- Written by ANDREA ROBERTS ANDREA ROBERTS
- Published: 24 November 2014 24 November 2014
Hockey past fought against Mennonite peaceful teachings
The Mennonite community preaches peace but Senior Pastor Doug Klassen, 47, has often found it hard to always follow those ideals because he grew up a hockey player with fighting tendencies.
Klassen has been a pastor at Foothills Mennonite Church for 16 years and a Senior Pastor since 2000. He explained that leading a life of peace is based on how Jesus lived his life. Many Mennonites fled to North America from Holland after they were pressured into military action.
Their belief is that Jesus didn't fight so neither should they. For them violence doesn't solve any problems.

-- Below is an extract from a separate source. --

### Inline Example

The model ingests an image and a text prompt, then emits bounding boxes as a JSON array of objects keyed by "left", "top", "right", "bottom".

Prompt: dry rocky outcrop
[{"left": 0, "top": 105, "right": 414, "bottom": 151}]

However being peaceful has often been a point of tension in Klassen's life.
"I'm a fighter by nature. My brother and I fought every day; we probably had a thousand fist fights. It is how I used to solve problems," he says.
"I would fight. It is kind of who I am and the hard part for me is our peace position."
In addition, Klassen grew up as a hockey player — a sport not known for having peaceful values — and that made it hard for him to keep up with the religion's teachings.
He reminisces on a specific example of his struggle between sport and religion, while he was a theology student at the Canadian Mennonite University in Winnipeg, Man. Klassen was kicked out of a hockey game for fighting. As the student council president of the college, he was rather ashamed of the incident.
"It has been a real challenge for me but Jesus never said the way of following him would be easy."
-Doug Klassen, senior pastor at the Foothills Mennonite Church"It was not good. It was very embarrassing and there was a meeting about it the next day. It has been a real challenge for me but Jesus never said the way of following him would be easy."
To follow the teachings of the religion he decided that it was time to live peacefully.
To do that he had to realize what was motivating him to hit the other person. In Klassen's case, it was because the people who drove him crazy where usually the most like himself.
So in order to follow his faith's peaceful ways Klassen asks himself "What would Jesus do?"
"It's kind of our guiding question. But we don't do it perfectly at all. No not at all but we keep asking."